C’est vers 3-4 ans que les enfants découvrent un mot magique : « pourquoi ». L’invariable adverbe de toutes les curiosités. La conjonction qui autorise les questions qui amènent d’autres questions qui amènent d’autres questions. Une boussole pour partir à la conquête du sens des choses. Le philosophe des sciences Philippe Huneman réveille l’enfant·e insatiable de connaissances en chacun·e de nous dans son essai récemment paru aux éditions Autrement : Pourquoi ? Une question pour découvrir le monde.
Comme il s’adresse à des adultes, sérieux et préoccupés par les grands défis de l’époque, l’éminent professeur au CRS pourrait (se) demander pourquoi l’homme fait son malheur en détruisant sa planète, pourquoi les inégalités persistent alors que la majorité d’entre nous a les valeurs de justice chevillées au cœur, pourquoi l’enfer est pavé de bonnes intentions, pourquoi on ne tire pas suffisamment de leçons de nos erreurs etc. Mais Huneman prend un tout autre parti, à la fois plus fantaisiste et plus en recul en posant neuf questions pour explorer le champ de la « raison ». Pourquoi les corps tombent-ils quand on les lâche ? Pourquoi Mickey a-t-il ouvert le frigo ? Pourquoi le tricératops a-t-il des cornes ? Pourquoi Napoléon a-t-il perdu Waterloo ? Pourquoi Roméo aime-t-il Juliette ? etc.
Il est tentant, n’est-ce pas, d’apporter des réponses immédiates et évidentes à ces interrogations en nous appuyant sur notre culture (les corps tombent quand on les lâche à cause de la gravité, tout le monde le sait !), notre bon sens (le tricératops a des cornes pour se défendre des tyrannosaures, pardi !), notre vision de la volonté (Mickey ouvre le frigo parce que Walt Disney l’a décidé, c’est bien le pouvoir du scénariste, non ?), notre esprit critique (Napoléon a pris des gamelles militaires parce que tout empire est voué à périr), notre expérience de la vie (Roméo aime Juliette parce que les amours impossibles, c’est la meilleure parade à la routine conjugale d’un mortel ennui)… Mais s’en référer ainsi à des causes et des motifs, des références acquises, des opinions arrêtées ou des croyances ancrées c’est demeurer insatisfait·e par des réponses portant le plus souvent au pessimisme et surtout se priver, nous dit Huneman, de toute l’enthousiasmante aventure de la réflexion curieuse…
Ne détrônons pas la reine des questions qu’est « Pourquoi » en apportant des « parce que » tout faits. Pourquoi, ça permet de chercher des causes, en se méfiant des corrélations et des théories du complot, mais en prenant en considération les coïncidences, la part du hasard, les malices de la sérendipité.
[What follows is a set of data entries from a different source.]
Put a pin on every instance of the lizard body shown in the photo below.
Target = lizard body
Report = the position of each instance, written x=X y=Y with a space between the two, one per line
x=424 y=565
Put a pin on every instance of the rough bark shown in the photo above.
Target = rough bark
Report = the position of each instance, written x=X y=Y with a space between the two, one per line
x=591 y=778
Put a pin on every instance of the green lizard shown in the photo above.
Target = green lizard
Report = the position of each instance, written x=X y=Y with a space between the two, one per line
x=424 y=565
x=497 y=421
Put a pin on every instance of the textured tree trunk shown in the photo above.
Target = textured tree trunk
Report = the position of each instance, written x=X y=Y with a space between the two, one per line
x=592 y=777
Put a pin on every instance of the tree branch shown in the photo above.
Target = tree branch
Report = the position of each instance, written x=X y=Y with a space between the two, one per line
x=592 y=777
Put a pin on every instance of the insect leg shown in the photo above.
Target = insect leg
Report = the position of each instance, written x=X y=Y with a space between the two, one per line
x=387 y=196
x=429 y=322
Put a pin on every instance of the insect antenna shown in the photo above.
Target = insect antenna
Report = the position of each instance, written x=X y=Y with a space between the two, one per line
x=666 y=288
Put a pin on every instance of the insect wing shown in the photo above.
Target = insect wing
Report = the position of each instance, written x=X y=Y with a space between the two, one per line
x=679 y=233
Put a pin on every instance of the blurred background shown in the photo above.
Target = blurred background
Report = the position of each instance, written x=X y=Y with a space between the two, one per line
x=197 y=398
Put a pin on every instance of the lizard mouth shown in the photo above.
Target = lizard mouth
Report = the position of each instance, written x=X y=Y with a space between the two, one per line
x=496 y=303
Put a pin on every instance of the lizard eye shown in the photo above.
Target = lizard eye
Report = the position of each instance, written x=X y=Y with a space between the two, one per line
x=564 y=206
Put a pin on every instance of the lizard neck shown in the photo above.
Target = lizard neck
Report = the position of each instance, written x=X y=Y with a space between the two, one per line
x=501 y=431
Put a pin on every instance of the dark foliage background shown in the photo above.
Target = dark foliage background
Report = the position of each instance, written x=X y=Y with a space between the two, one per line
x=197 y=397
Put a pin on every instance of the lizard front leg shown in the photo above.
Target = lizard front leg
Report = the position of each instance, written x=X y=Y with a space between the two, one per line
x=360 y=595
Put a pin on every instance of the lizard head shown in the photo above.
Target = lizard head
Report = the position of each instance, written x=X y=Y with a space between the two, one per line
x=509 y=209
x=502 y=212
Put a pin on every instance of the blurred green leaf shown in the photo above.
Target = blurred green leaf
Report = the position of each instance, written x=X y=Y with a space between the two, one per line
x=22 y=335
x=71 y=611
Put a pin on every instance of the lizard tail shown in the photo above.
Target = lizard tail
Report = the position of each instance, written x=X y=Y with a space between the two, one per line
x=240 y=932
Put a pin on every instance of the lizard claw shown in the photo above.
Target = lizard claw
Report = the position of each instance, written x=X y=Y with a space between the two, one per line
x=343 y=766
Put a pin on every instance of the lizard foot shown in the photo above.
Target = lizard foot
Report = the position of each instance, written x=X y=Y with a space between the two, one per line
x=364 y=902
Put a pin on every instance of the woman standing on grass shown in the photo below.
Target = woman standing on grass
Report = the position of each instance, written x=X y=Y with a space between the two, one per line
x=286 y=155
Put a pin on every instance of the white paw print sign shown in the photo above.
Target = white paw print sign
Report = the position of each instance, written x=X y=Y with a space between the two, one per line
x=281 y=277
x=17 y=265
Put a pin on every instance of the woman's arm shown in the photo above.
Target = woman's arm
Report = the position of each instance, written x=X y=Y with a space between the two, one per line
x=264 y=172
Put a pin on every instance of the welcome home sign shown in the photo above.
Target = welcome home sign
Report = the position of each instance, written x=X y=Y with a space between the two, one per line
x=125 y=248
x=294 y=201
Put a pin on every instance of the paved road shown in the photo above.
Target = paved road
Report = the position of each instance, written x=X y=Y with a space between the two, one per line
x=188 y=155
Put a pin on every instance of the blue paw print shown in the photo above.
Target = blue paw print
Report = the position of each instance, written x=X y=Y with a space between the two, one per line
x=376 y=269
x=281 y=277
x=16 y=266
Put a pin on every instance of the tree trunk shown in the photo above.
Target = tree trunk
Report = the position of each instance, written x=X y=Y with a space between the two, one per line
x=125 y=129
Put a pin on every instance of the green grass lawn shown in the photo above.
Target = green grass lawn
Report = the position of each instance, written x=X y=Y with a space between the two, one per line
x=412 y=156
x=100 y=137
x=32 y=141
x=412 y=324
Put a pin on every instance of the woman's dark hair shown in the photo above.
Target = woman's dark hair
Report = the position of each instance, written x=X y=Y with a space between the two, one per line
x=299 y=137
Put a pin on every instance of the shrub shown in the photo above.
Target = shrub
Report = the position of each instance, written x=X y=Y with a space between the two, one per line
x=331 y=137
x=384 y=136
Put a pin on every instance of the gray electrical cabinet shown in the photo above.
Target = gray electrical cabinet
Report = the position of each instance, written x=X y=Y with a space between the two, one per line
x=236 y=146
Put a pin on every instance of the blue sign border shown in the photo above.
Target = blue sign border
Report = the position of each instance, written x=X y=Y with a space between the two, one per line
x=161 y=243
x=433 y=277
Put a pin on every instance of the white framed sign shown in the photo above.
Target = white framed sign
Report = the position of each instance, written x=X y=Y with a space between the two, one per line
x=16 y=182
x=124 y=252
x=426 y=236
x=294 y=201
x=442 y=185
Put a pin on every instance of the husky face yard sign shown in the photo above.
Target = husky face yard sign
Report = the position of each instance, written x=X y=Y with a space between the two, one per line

Pourquoi, ça met sur la table le sujet des besoins, des intérêts, des motivations. Pourquoi, ça invite au changement de regard, à l’intérêt pour l’autre, à l’appréciation de la diversité du monde. Pourquoi, ça fait place à la discussion sur les incompréhensions et les contradictions (de formidables développements sur les injustices morales de la justice en tant qu’institution sociale sont à lire dans l’essai d’Huneman). Pourquoi, ça renvoie à l’humilité de ne pas savoir et à la promesse d’avoir à apprendre.
Bref, pourquoi, c’est la rencontre de l’intelligence et de la fraîcheur, comme le l’illustre à merveille, dans son fond comme dans sa forme, le livre de Philippe Huneman dont c’est le titre.